Mais voicy bien un autre prodige. Il me souvient qu'estant petit garçon, on m'envoyoit fort soigneusement à l'escole où nous avions entre nous autres petits escoliers de fort plaisans & serieux entretiens, car comme chacun apprenoit quelque chose à la maison, de son père ou en quelque bonne compagnie où la curiosité nous portoit, (car souvent la jeunesse, sans qu'on s'en donne de garde observe ce que les grands discourent) nous faisions nostre profit de tout & rapportions tous nos petits contes en nostre conseil-d'estat, composé de quatre où cinq petits garçons de nostre humeur, car la compagnie de tous ne nous agreoit pas, principallement des juristes, menteurs ou desbauchez.

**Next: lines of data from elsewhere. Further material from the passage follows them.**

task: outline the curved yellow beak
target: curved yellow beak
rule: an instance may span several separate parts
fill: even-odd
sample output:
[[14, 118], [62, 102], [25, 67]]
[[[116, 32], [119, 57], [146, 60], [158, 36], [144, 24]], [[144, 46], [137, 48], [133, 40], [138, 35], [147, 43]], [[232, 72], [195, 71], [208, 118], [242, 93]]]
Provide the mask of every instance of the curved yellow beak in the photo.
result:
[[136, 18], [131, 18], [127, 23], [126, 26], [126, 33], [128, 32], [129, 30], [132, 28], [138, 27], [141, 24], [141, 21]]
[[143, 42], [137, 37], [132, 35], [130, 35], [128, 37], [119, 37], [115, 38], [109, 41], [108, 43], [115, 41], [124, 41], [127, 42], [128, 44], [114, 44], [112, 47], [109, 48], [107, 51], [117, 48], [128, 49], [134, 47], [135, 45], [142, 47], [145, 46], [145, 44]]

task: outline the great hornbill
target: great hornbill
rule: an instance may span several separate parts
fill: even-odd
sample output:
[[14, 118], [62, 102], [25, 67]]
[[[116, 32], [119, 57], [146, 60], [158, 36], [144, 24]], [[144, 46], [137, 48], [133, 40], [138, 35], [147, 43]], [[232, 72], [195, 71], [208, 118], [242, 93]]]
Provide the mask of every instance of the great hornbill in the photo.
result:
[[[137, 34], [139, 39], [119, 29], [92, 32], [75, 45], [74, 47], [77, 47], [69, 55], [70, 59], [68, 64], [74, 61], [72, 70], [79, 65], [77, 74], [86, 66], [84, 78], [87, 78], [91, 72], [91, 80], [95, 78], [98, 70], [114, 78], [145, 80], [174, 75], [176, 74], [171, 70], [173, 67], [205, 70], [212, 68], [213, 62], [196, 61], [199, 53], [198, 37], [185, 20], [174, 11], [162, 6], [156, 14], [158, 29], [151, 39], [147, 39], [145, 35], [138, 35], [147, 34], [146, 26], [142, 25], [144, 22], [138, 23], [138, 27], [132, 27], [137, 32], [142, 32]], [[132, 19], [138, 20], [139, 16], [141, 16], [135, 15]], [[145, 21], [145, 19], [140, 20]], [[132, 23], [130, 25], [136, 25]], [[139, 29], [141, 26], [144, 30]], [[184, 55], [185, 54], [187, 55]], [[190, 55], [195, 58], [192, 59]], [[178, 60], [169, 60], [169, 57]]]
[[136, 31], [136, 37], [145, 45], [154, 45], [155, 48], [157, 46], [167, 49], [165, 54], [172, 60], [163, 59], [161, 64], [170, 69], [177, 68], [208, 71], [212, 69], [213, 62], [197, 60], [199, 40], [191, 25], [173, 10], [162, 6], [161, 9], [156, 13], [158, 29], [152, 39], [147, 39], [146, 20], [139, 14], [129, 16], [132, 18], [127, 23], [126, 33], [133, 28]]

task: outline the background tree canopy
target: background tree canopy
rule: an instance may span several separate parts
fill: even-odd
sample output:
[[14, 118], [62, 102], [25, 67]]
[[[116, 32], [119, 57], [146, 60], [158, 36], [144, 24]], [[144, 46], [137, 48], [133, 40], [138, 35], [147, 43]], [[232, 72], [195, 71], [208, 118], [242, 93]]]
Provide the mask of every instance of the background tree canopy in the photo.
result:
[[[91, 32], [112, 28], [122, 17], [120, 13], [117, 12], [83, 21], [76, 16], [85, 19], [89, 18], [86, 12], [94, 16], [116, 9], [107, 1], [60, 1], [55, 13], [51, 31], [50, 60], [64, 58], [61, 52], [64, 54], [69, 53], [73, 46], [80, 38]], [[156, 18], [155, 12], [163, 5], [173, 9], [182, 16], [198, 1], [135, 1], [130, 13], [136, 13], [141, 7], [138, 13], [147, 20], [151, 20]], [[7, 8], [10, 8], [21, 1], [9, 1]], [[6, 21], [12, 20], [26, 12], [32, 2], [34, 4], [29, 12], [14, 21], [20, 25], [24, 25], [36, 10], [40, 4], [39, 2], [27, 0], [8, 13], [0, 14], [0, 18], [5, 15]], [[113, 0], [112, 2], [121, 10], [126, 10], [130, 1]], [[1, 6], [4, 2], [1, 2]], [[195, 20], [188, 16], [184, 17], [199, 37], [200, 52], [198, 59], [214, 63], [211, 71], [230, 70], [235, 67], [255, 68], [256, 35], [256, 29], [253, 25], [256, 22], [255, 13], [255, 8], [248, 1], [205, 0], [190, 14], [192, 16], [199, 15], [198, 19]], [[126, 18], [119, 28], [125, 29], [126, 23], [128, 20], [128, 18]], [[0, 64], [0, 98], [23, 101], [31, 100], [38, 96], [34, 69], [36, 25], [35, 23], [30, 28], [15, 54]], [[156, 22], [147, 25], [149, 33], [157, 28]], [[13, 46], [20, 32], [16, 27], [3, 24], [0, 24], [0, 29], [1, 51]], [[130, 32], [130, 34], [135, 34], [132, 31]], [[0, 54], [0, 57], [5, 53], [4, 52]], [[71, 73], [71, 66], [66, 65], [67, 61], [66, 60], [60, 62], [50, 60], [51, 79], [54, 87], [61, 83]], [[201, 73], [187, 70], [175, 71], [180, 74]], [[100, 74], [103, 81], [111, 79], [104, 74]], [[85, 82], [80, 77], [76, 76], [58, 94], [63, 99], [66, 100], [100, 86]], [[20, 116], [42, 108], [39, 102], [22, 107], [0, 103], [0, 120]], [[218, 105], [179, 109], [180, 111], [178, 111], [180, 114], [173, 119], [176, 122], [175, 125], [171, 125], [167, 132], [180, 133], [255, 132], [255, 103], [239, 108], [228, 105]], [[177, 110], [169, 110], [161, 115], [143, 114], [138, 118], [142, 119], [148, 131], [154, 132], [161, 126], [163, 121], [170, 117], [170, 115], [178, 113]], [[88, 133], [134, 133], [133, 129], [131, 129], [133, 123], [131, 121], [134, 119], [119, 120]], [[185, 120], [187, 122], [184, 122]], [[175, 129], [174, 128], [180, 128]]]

Or vous pouvez croire que quoy que nous parlassions assez serieusement & non point en enfans de sept à huict ans, que nous occupions beaucoup de temps (aprés nos, leçons estudiée) à discourir des fables & des Romans, desquels les serviteurs nous entretenoient les soirs avant de nous coucher, mais sur tout nous entrions dans l'admiration, sur la pensée des jugemens de Dieu, qui nous venoit par la contemplation d'un grand jugement dépeint contre la muraille d'une Chappelle, duquel nous faisions reflexion sur les Infidelles & Sauvages, desquels j'appelle petits Maistres, certains escoliers sages, qui nous faisoient répéter, nos leçons, avant d'aller devant le grand Maistre.
Or ces Sauvages, qu'on nous faisoit perdus avec tous les mauvais Chrestiens, nous faisoient bien quelque compassion, mais les contes & le récit de leur forme & figure nous faisoient douter qu'ils fussent hommes comme nous, car on nous les figuroit generalement tous velus, comme beaucoup sont encore dans cette erreur là; non seulement les hommes sans lettres, mais plusieurs qui se croyent sages. On nous parloit aussi de cette sorte de gens que nous appellons Pygmées, desquels je viens de traicter, mais bien particulierement d'une autre espece du genre humain qui estoient sans testes ayans, les yeux & la bouche dans l'estomach, & d'autres qui n'avoient qu'un oeil posé sur le milieu du front, mais ceux qui nous sembloient les plus heureux & accommodez, estoient ceux qu'on nous disoit avoir l'un de leur pieds large comme un grand van à vaner, duquel ils se servoient pour se couvrir en temps de pluyes, qui par ce moyen en estoient garantis.